Le personnage d’Ivan l’Idiot semble donc beaucoup plus riche en connotations et en parallèles que celui de Cendrillon, limité en dernière analyse à la seule activité que lui laisse généreusement le sexe dominateur dans nos régions : être belle et se taire (moyennant quoi, elle peut changer de statut social, elle n’a donc pas tout perdu).
On voit qu’une analyse purement psychologisante qui ne tient compte que de l’hypostase féminine du héros souillé de cendres, tire des conclusions pour le moins orientées sur "le soi‑disant destin féminin". Une analyse historique, tenant compte à la fois de la structure, de l’origine, de l’évolution du conte merveilleux et de l’ensemble des personnages de contes souillés de cendres, permet de dresser, d’une manière très conséquente, un tableau moins univoque, à la fois plus riche et plus complet.
Les analyses combinées de Propp et de Meletinskij, vieilles de cinquante et quatre‑vingts ans pour le premier, de quarante ans pour le second, restent donc encore à l’ordre du jour et, légèrement actualisées, permettent d’élargir les points de vue sur le conte et de résoudre bien des problèmes.

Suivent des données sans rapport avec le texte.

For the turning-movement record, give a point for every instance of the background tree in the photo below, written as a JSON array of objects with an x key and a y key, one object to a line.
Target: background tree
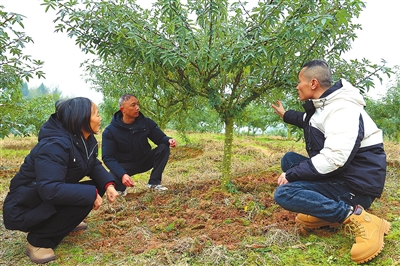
[
  {"x": 227, "y": 54},
  {"x": 15, "y": 67}
]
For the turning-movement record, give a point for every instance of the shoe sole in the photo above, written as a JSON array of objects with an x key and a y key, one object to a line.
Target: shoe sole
[
  {"x": 378, "y": 247},
  {"x": 316, "y": 225},
  {"x": 38, "y": 261}
]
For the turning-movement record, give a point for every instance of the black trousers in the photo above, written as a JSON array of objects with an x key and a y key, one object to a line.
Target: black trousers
[{"x": 157, "y": 160}]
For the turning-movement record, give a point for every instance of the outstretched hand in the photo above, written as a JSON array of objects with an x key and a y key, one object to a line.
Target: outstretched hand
[
  {"x": 282, "y": 179},
  {"x": 172, "y": 143},
  {"x": 279, "y": 108}
]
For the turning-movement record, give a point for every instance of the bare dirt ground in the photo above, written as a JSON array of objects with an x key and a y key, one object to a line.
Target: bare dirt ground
[{"x": 192, "y": 214}]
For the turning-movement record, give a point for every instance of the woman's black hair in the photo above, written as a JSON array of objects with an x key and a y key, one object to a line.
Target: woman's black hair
[{"x": 75, "y": 114}]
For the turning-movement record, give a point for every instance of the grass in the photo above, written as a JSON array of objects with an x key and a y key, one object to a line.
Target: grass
[{"x": 196, "y": 222}]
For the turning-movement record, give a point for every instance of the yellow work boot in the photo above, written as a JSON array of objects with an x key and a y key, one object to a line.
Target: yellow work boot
[
  {"x": 313, "y": 222},
  {"x": 40, "y": 255},
  {"x": 368, "y": 231}
]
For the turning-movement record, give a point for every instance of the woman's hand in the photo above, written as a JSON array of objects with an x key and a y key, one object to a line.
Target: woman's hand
[
  {"x": 112, "y": 193},
  {"x": 97, "y": 202},
  {"x": 279, "y": 108}
]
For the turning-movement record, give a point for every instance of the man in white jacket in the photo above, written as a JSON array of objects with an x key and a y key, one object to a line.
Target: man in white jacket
[{"x": 346, "y": 165}]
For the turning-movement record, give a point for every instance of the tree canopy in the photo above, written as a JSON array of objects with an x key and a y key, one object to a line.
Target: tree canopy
[{"x": 224, "y": 53}]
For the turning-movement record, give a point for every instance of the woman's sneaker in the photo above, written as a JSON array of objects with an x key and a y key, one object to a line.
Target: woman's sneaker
[{"x": 157, "y": 187}]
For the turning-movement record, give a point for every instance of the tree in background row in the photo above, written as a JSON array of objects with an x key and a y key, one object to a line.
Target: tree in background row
[{"x": 219, "y": 53}]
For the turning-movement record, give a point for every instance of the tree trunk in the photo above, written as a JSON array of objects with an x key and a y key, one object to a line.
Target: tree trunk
[
  {"x": 227, "y": 160},
  {"x": 289, "y": 132}
]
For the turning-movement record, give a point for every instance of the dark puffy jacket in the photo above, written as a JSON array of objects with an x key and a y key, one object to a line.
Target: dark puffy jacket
[
  {"x": 50, "y": 176},
  {"x": 122, "y": 143},
  {"x": 342, "y": 141}
]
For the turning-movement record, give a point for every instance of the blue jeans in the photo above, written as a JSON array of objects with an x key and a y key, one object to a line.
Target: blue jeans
[{"x": 327, "y": 200}]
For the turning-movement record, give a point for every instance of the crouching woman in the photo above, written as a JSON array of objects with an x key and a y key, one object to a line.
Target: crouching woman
[{"x": 46, "y": 198}]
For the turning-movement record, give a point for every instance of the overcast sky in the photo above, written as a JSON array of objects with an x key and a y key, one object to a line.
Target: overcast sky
[{"x": 62, "y": 58}]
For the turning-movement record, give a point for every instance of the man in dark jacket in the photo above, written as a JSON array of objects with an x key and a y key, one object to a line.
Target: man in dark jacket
[
  {"x": 126, "y": 149},
  {"x": 47, "y": 197},
  {"x": 346, "y": 165}
]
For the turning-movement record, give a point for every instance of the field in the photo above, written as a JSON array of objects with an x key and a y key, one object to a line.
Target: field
[{"x": 196, "y": 222}]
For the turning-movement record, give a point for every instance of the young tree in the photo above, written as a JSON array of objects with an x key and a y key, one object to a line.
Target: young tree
[{"x": 228, "y": 54}]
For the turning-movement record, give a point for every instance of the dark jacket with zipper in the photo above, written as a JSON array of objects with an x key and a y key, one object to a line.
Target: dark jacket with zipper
[
  {"x": 50, "y": 176},
  {"x": 123, "y": 143}
]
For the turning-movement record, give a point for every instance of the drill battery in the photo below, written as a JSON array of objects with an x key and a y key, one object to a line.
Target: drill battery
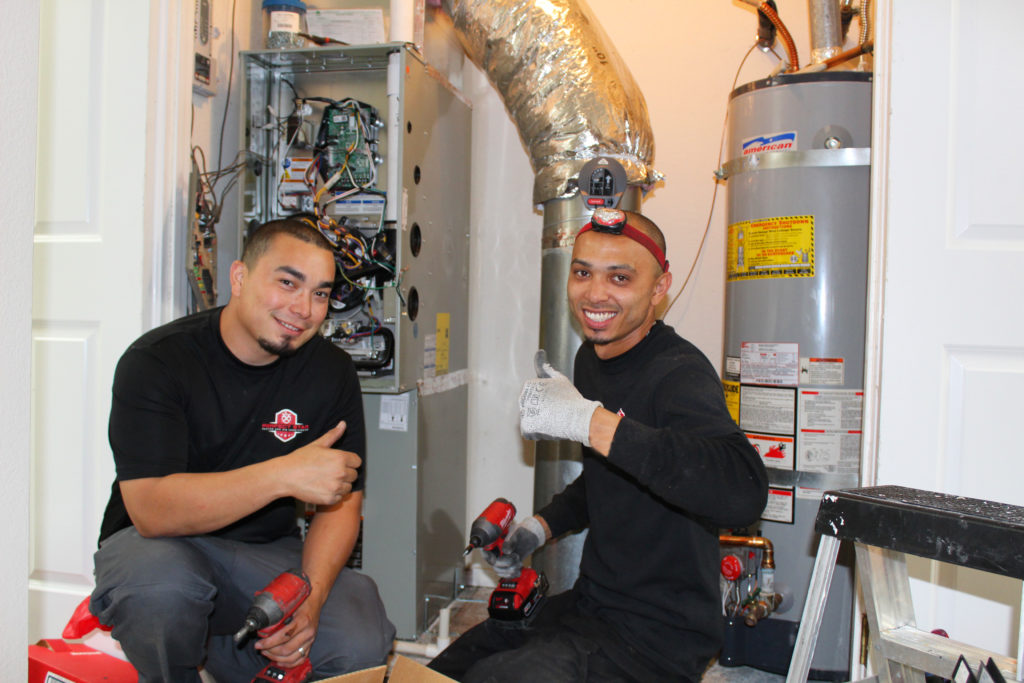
[{"x": 518, "y": 598}]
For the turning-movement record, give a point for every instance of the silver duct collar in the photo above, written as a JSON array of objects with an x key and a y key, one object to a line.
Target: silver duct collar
[{"x": 569, "y": 93}]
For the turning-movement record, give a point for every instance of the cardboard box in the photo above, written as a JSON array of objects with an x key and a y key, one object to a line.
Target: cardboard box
[{"x": 402, "y": 671}]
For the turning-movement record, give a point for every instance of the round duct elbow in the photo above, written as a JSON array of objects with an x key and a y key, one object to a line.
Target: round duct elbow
[{"x": 567, "y": 90}]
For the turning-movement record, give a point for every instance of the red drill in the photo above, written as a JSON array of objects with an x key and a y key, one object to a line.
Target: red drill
[
  {"x": 489, "y": 528},
  {"x": 272, "y": 609},
  {"x": 514, "y": 598}
]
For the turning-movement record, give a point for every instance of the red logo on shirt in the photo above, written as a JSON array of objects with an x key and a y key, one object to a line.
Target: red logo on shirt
[{"x": 286, "y": 425}]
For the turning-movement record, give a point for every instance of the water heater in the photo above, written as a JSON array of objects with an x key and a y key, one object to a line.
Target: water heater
[{"x": 799, "y": 152}]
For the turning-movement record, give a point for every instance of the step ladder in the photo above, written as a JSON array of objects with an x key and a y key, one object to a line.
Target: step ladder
[{"x": 886, "y": 522}]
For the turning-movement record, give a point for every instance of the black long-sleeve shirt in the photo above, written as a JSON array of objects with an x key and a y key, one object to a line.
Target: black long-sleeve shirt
[{"x": 678, "y": 470}]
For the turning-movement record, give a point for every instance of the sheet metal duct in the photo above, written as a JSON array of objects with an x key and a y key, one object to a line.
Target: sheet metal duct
[{"x": 569, "y": 93}]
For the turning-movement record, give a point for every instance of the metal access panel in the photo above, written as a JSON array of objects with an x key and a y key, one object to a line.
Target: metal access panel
[
  {"x": 414, "y": 521},
  {"x": 303, "y": 112}
]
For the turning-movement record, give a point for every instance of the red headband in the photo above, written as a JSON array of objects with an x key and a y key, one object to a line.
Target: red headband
[{"x": 612, "y": 221}]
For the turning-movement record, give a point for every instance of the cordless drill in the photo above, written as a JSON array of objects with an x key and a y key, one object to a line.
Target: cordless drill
[
  {"x": 514, "y": 598},
  {"x": 272, "y": 609},
  {"x": 488, "y": 530}
]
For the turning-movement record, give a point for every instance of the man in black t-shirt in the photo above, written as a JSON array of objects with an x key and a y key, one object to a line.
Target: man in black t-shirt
[
  {"x": 665, "y": 466},
  {"x": 219, "y": 423}
]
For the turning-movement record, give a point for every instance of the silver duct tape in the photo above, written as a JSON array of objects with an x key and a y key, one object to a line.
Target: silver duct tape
[{"x": 567, "y": 90}]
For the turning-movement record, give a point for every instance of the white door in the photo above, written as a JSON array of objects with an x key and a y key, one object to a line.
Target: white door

[1] Les Contes populaires russes, réunis par Afanassiév, traduction, introduction et notes de Lise Gruel‑Apert, deuxième édition, Paris Maisonneuve et Larose 2000.
[2] Je consacre seulement un paragraphe à la conception sur le conte de Meletinskij dans mon livre sur La Tradition orale russe Paris P.U.F. 1995 (p. 122). Néanmoins, des articles de Meletinskij sont parus en traduction dans différentes revues françaises.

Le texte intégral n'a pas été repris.